[aprssig] Mic-E Position Ambituity in APRS (Robert

Alex Carver kf4lvz at yahoo.com
Tue Jan 8 13:18:19 EST 2008


-
> 
> Message: 11
> Date: Tue, 8 Jan 2008 12:53:41 -0500
> From: "Robert Bruninga" <bruninga at usna.edu>
> Subject: [aprssig] Mic-E Position Ambituity in APRS
> To: "'TAPR APRS Mailing List'"
> <aprssig at lists.tapr.org>
> Message-ID:
> <043f01c8521f$678c4950$42577a83 at ewlab.usna.edu>
> Content-Type: text/plain;	charset="US-ASCII"
> 
> > I have a D700.  What does *it* do to 
> > the GPS Lat/Lon data when Pos-ambig is
> > turned on? 
> 
> In the normal APRS format.  Unavailable digits of
> precision are
> replaced with a SPACE.
> 
> In the D700 (Mic-E format), unavailable digits of
> precision in
> the latitude are replaced with the letter "Z" (not
> zeros).  The
> Longitude then is assumed to have the same level of
> precision.
> 
> When a person enters his estimated position into a
> D7 or D700
> manually, he only enters those digits he knows. 
> Then he uses
> the position ambiguity menu to INDICATE how many
> extra digits of
> precision he is not using.  The result is exactly
> the same.  
> 
> On decoding of the Mic-E format, the position used
> by the client
> program should not insert "0's" into those unused
> positions, but
> SPACES just like the full APRS format does.  Again,
> this is not
> truncation, but reproducing at the receipent exactly
> what the
> sender intended.
> 

Sorry, Bob, but what you describe is precisely the
definition of truncation.  If I truncate something, I
lop off a piece of it and leave nothing behind.  The
value "34.4567" truncated to two decimal places is
"34.45__".  Rounding is a different story since I may
change one of the digits.  But pure truncation is
exactly what you've done.

The application is going to insert not just zeros but
a whole range of values to plot the result.

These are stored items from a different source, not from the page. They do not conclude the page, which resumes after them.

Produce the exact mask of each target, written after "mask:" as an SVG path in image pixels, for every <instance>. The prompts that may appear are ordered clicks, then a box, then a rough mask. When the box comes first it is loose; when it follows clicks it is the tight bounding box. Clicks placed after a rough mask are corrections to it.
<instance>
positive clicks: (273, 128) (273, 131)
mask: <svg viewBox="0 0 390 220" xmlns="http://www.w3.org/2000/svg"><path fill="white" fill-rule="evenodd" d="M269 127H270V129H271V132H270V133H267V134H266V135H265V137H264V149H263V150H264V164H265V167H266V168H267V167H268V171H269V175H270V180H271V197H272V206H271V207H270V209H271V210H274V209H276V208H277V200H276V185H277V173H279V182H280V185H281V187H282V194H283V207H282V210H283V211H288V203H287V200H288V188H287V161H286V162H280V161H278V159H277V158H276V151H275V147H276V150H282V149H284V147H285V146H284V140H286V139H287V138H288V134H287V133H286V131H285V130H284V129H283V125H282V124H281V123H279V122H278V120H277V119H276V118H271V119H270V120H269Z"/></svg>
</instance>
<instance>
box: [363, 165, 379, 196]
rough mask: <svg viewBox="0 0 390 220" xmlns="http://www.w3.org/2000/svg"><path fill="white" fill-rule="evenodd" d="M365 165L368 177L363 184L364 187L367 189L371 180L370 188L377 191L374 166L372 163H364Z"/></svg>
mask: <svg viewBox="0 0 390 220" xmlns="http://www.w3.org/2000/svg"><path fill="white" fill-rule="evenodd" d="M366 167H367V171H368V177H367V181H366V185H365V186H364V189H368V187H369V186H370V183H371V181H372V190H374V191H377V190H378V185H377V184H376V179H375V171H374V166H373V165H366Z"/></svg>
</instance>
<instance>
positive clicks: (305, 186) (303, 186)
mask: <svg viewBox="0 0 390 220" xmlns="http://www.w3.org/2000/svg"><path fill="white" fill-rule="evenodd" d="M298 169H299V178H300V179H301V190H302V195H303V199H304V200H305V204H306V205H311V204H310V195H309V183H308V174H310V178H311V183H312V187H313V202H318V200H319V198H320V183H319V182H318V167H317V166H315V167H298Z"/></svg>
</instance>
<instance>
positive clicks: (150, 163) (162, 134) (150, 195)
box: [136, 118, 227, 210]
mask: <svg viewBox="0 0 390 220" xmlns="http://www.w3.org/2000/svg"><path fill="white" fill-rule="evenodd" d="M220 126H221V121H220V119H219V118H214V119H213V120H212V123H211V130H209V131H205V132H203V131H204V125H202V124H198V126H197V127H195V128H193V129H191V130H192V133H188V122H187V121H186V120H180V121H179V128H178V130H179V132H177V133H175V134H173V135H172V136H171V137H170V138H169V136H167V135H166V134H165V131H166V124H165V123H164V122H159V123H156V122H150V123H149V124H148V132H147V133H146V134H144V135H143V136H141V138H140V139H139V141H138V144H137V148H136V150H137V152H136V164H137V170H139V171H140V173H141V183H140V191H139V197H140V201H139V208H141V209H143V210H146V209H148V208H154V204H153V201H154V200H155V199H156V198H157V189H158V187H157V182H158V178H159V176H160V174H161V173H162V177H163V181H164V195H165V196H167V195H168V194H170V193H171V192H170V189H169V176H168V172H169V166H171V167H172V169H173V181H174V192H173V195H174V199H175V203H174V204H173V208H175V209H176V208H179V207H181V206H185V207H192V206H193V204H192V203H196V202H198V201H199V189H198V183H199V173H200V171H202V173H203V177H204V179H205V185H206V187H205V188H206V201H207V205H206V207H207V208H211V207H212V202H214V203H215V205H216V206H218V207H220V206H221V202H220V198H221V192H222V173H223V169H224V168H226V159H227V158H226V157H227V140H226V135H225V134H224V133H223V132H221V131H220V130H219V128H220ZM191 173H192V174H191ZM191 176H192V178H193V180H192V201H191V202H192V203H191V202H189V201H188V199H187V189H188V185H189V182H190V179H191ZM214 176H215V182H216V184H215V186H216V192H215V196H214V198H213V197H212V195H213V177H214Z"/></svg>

If I've got "34.45__" then the full range of values
between 34.4500 to 34.4599 when truncated result in
the value you just transmitted.  So the application
should rightly plot a line from 34.4500 to 34.4599. 
This should happen for latitude and longitude.  Two
perpendicular lines are now generated, sweeping
through a range of values on the surface of a sphere
results in a spherical trapezoid (a degenerate
spherical trapezoid at the poles which is a spherical triangle).